RP: Do you feel that you remained an objective observer throughout the course of the project?
GJ: I went in with no real knowledge of the subject and a host of unexamined preconceptions. What I learned was how complex the whole question is—and how little most people care to think about what happens when we incarcerate human beings.
RP: Did the experience of being privy to the inside workings of prison life change any of your feelings about the system in place, or the nature of incarceration in general?
GJ: I went in with many of the clichés and preconceptions that you get from the movies. But KP wasn’t like that all, although I got the sense that there is a kind of low-grade civil war between inmates and officers. You get to realize how difficult the job is, boring, unpleasant, tense and with moments of danger, and I found some corrections officers who were quite remarkable. Others, less so. The culture on both sides seems to be ingrained. It was disconcerting to do the historical research, and figure out how long-standing and intractable these problems are. I went in with the kind of morbid curiosity that many people have about prisons. As with most projects I do, when I get to the end, I have enough knowledge to start again.
RP: Many interesting aspects of the KP are revealed in your project, but most interesting to me is the artworks made by prisoners that decorate almost every surface available to them. I am only familiar with the interior life of prisons through film and television, and never anticipated the extent to which inmates are given the freedom to express themselves in this way–especially in a maximum-security facility! On TV, the only marks that I’ve seen prisoners make are the tallies indicating time spent inside that are secretly scratched onto the wall. Did you meet any of the prisoner-artists responsible for the work depicted in your photographs, or glean any knowledge as to whether this behaviour is permitted, encouraged or regulated?
GJ: I was lucky in that I was able to photograph a lot of the cells the day they were vacated—they were kind of like a corpse where the facial hairs are still growing.
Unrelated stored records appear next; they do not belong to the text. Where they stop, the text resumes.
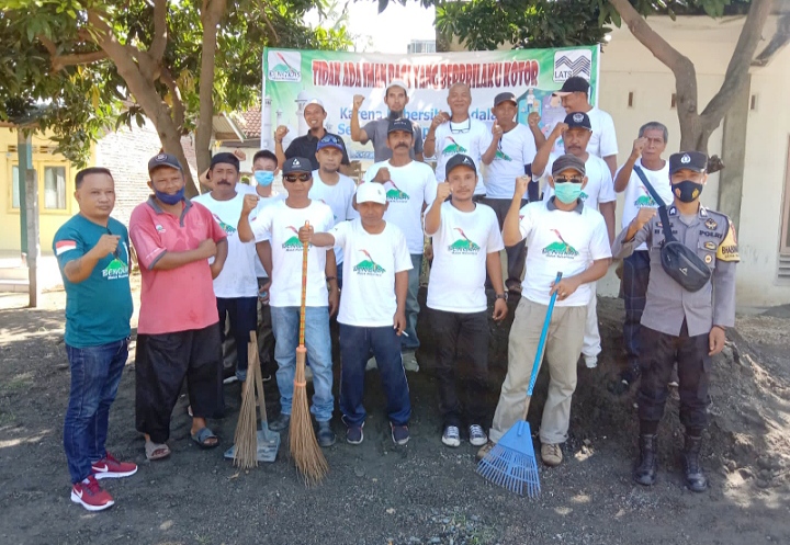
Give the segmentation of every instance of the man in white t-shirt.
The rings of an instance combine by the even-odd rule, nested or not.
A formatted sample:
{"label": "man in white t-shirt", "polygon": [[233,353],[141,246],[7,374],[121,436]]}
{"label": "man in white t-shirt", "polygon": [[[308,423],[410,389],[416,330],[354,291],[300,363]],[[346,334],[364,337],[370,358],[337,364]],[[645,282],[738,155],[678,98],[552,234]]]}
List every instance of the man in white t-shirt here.
{"label": "man in white t-shirt", "polygon": [[[562,99],[562,105],[566,113],[583,112],[586,113],[592,124],[592,137],[590,138],[588,151],[600,157],[609,166],[609,172],[614,175],[617,170],[617,134],[614,133],[614,121],[611,115],[603,110],[589,103],[589,81],[574,76],[563,83],[562,89],[553,93],[554,96]],[[571,152],[568,149],[558,145],[557,151]]]}
{"label": "man in white t-shirt", "polygon": [[[282,407],[280,416],[269,422],[269,428],[274,431],[283,431],[291,423],[302,302],[303,245],[298,239],[298,229],[307,222],[320,230],[329,230],[335,225],[329,206],[311,201],[308,196],[313,185],[309,159],[289,159],[282,172],[287,198],[267,206],[250,222],[249,216],[257,208],[258,198],[246,195],[238,225],[241,241],[256,240],[260,245],[259,254],[272,281],[269,306],[276,339],[274,357],[280,367],[276,381]],[[315,388],[311,412],[318,422],[317,439],[321,446],[335,444],[335,432],[330,425],[335,399],[331,393],[329,316],[337,309],[338,296],[335,252],[311,247],[307,257],[305,347]]]}
{"label": "man in white t-shirt", "polygon": [[500,321],[507,316],[499,260],[505,245],[494,211],[472,200],[477,185],[472,158],[452,157],[447,175],[425,222],[426,235],[433,237],[427,304],[436,342],[442,443],[460,446],[465,424],[470,443],[482,446],[488,441],[483,428],[489,337],[485,281],[487,272],[495,294],[494,320]]}
{"label": "man in white t-shirt", "polygon": [[[357,217],[353,208],[357,184],[338,171],[342,154],[342,143],[336,136],[326,135],[318,140],[316,159],[319,168],[313,171],[313,188],[309,192],[312,200],[320,201],[331,208],[335,225]],[[338,286],[342,289],[343,252],[340,247],[335,248],[335,261],[338,268]]]}
{"label": "man in white t-shirt", "polygon": [[[510,328],[508,372],[489,432],[492,442],[477,455],[484,457],[493,443],[524,416],[543,321],[551,295],[556,292],[545,343],[549,394],[540,425],[541,458],[544,464],[556,466],[562,463],[561,444],[567,441],[571,423],[571,398],[576,389],[576,362],[584,342],[590,283],[606,274],[611,248],[603,218],[579,198],[587,183],[582,159],[572,155],[558,157],[549,177],[555,196],[548,203],[530,203],[519,208],[528,183],[528,177],[516,183],[503,229],[506,245],[527,239],[528,274]],[[555,283],[557,272],[562,272],[562,280]]]}
{"label": "man in white t-shirt", "polygon": [[[499,93],[494,98],[492,113],[496,117],[492,126],[492,140],[483,152],[485,169],[486,197],[483,201],[494,209],[501,229],[507,211],[510,208],[516,179],[524,174],[524,167],[532,162],[535,156],[535,143],[543,144],[545,138],[538,122],[540,115],[532,112],[529,115],[529,128],[516,122],[518,102],[510,92]],[[522,203],[527,204],[527,201]],[[527,258],[527,247],[523,242],[506,248],[508,258],[508,277],[505,287],[509,292],[520,293],[523,262]]]}
{"label": "man in white t-shirt", "polygon": [[[247,343],[250,331],[256,330],[256,305],[258,283],[255,274],[256,250],[252,242],[241,242],[236,226],[241,216],[244,193],[236,191],[239,181],[239,160],[233,154],[217,154],[212,157],[208,169],[214,182],[210,193],[192,198],[212,213],[222,230],[227,235],[228,254],[226,266],[214,279],[214,295],[219,313],[219,331],[225,341],[225,325],[230,325],[230,336],[236,341],[236,378],[247,378]],[[225,349],[225,347],[223,347]]]}
{"label": "man in white t-shirt", "polygon": [[[587,172],[587,184],[582,191],[582,201],[585,206],[601,213],[609,234],[609,242],[614,240],[614,208],[617,205],[617,195],[614,194],[614,183],[612,182],[609,168],[597,156],[587,152],[589,139],[592,136],[590,121],[587,114],[582,112],[573,112],[565,117],[564,123],[557,123],[554,130],[549,135],[546,143],[541,146],[532,162],[532,173],[541,175],[548,170],[545,164],[551,163],[556,156],[550,154],[550,150],[560,136],[565,139],[565,148],[567,152],[578,157],[585,162]],[[549,170],[552,170],[549,164]],[[554,195],[551,184],[546,184],[543,192],[543,201],[548,202]],[[590,286],[590,302],[587,307],[587,329],[585,332],[585,342],[582,348],[585,364],[589,368],[598,365],[598,354],[601,352],[600,333],[598,331],[598,297],[596,295],[596,285]]]}
{"label": "man in white t-shirt", "polygon": [[[436,157],[437,182],[443,182],[444,166],[458,154],[470,156],[475,164],[481,164],[483,151],[488,149],[490,133],[479,120],[470,116],[472,91],[466,83],[454,83],[448,92],[450,112],[439,112],[431,121],[424,145],[426,157]],[[477,171],[475,196],[485,195],[485,185],[479,170]]]}
{"label": "man in white t-shirt", "polygon": [[[644,177],[665,204],[668,205],[674,201],[669,183],[669,163],[662,157],[666,149],[668,136],[667,127],[658,122],[642,125],[639,137],[634,140],[631,155],[614,177],[614,190],[618,193],[625,192],[623,198],[623,229],[631,225],[631,220],[636,217],[641,208],[657,207],[656,202],[636,173],[636,169],[642,170]],[[648,280],[650,250],[643,243],[623,260],[621,284],[625,304],[623,343],[629,362],[628,368],[620,375],[620,384],[623,386],[633,384],[640,376],[640,320],[645,307]],[[621,390],[624,389],[621,388]]]}
{"label": "man in white t-shirt", "polygon": [[340,298],[340,410],[346,441],[358,445],[368,413],[362,405],[364,373],[372,351],[386,395],[393,441],[409,440],[411,416],[408,383],[400,360],[400,339],[406,328],[406,292],[411,269],[406,237],[384,219],[386,189],[364,183],[357,192],[360,217],[343,222],[329,232],[302,227],[300,239],[318,247],[341,247],[346,253],[346,285]]}
{"label": "man in white t-shirt", "polygon": [[387,209],[384,219],[396,225],[406,236],[406,246],[411,256],[413,269],[409,271],[408,296],[406,297],[406,329],[402,336],[403,359],[406,371],[418,371],[415,351],[419,348],[417,339],[417,315],[419,303],[419,273],[422,270],[422,211],[436,197],[436,178],[431,168],[409,156],[411,149],[411,125],[408,120],[390,122],[387,146],[393,150],[388,161],[377,162],[365,172],[363,183],[377,182],[384,185]]}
They were the most tiring photographic days of my life, but I was happy to have captured all these tragic messages and drawings and murals, which were something of a surprise. I think it gives a voice to the inmates and gives us some intimation of the claustrophobia of the spaces.
I was particularly struck by a lot of the work by Native inmates, where some of the drawing is remarkably accomplished. And they didn’t go to art school. I think one of the most rewarding moments was when I was able to photograph the Change of Seasons ceremonies of the Aboriginal inmates in their own space in one of the compounds. This is when they have a day when they can cook elk stew and arctic char and bannock—I even had cedar tea—and there is the spiritual leadership of the elders, something that I think many of them never had outside. I was able to have some interesting exchanges.
My great regret was that I was out of the country when eight or so inmates had their graduation ceremony. They get to choose either cake or doughnuts, and wear their gowns and mortarboards, and there was even a valedictorian.
This interview has been edited and condensed.